There’s much more that others have surfaced than I have time to cover. You can read about ‘furin cleavage’ in coronaviruses; you can read about the breakdown of lab safeguards. If you want to do a deep dive into the US-Wuhan entanglement, read articles by investigative journalist Katherine Eban, an independent writer for Vanity Fair. Her lab leak series spans from June 3, 2021 to March 1, 2023. Her March 31, 2022, piece is revealing. These are long articles, so sit in a comfortable chair.

Help me out, scientists. Are you believing that a novel bat-borne SARS-like coronavirus infected someone a few miles from the world’s top laboratory for examining and engineering novel bat-borne SARS-like coronaviruses? Is it your scientific consensus that this was a coincidence? Are you aware that the closest relatives of the outbreaking virus, nine to be exact, were in the Wuhan lab freezer?

Evidence can be erased. Probability has a way of sticking around.

Why did so many people, good people, stop thinking about probable cause? “Evil comes from a failure to think,” wrote Hannah Arendt. “Propaganda begins when dialogue ends,” wrote Jacques Ellul. Today’s challenge, as we try to crawl out of the sad pit of fruitless information wars, is to recover both thinking and dialogue.

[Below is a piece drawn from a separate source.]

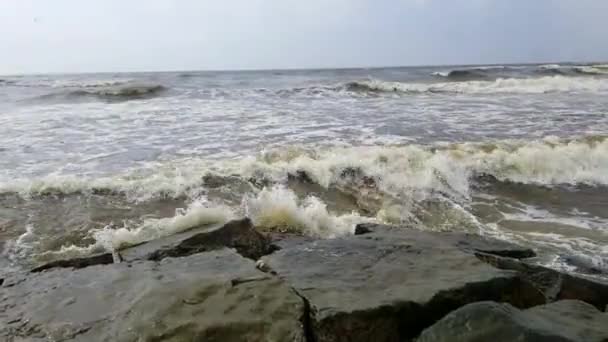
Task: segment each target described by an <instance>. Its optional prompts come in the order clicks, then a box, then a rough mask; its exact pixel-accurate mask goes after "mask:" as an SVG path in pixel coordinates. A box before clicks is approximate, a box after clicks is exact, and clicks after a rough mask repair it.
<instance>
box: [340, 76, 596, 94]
mask: <svg viewBox="0 0 608 342" xmlns="http://www.w3.org/2000/svg"><path fill="white" fill-rule="evenodd" d="M347 88H348V89H349V90H351V91H368V92H392V93H463V94H496V93H518V94H542V93H554V92H606V91H608V79H594V78H582V77H579V78H577V77H565V76H545V77H540V78H524V79H519V78H499V79H497V80H495V81H465V82H445V83H430V84H429V83H402V82H386V81H381V80H366V81H355V82H351V83H349V84H348V85H347Z"/></svg>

Back to bats. Maybe we human beings should be the ones to apologize to the bats. “We’re sorry for the way we manipulated your nature-bred virus, and then, if that was not enough, placed you unfairly in a place of deep suspicion, even blame, playing upon the human fear of germs, linking you to wet-markets, referencing even your feces, and altogether disrespecting your rightful place in the circle of life. Can you ever forgive us?!”